Winslow town centre was literally brought to a standstill on Sunday morning as an estimated 2,500 people took part in the Remembrance commemorations.
Winslow town centre was literally brought to a standstill on Sunday morning as an estimated 2,500 people took part in the Remembrance commemerations.
From early in the morning, hundreds of people began to gather at the War Memorial outside St. Laurence's Church, eager to get a prime spot for the arrival of the parade and the Remembrance service.
The parade, which itself consisted of a staggering 300 people, began moving down the High Street towards the War Memorial at approximately 10:35am, led by Parade Marshal Sergeant Liz Fahy and the Great Horwood Band.

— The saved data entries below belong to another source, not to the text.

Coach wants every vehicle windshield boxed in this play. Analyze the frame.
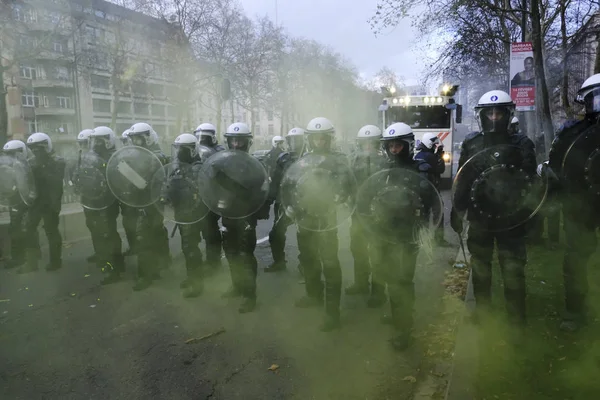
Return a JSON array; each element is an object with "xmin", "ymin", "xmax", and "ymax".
[{"xmin": 387, "ymin": 105, "xmax": 451, "ymax": 129}]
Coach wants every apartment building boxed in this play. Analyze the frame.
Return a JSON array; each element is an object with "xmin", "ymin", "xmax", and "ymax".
[{"xmin": 2, "ymin": 0, "xmax": 282, "ymax": 153}]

After Reverend Andrew Lightbown had opened the service, President of the Winslow Royal British Legion (RBL) George Langley somberly read out the names of the 51 men from the town who died during the First World War while a poppy wreath for each of the fallen was laid by Scout members at the War Memorial in their honour.
Poppy Appeal Organiser Mark Randall said:
“George read the names out slowly and it really sunk in. It was so moving.”
The RBL President followed with the Exhortation:
“They shall grow not old, as we that are left grow old; age shall not weary them, nor the years condemn.”
The infamous war poem by Canadian physician Lieutenant-Colonel John McCrae, 'In Flanders Fields' was then read by Derry French, Director of Music, St. Laurence Church.
'In Flanders Fields' was written on 3 May 1915, inspired by the funeral of friend and fellow soldier Lieutenant Alexis Helmer, who was killed in the Second Battle of Ypres, where McCrae himself had fought. Sadly, the Ontarian died of pneumonia in the final year of the war.
The Winslow Remembrance parade then marched around the Market Square and back past the War Memorial for the salute to round off what was a fitting tribute to those who sacrificed so much as a result of war.
Mark Randall wrote:
“I would like to thank everyone who attended the Winslow centenary Remembrance day, and all who were in the parade. All the hard work over the last few months paid off, so we could remember everyone who gave the ultimate sacrifice in Winslow.”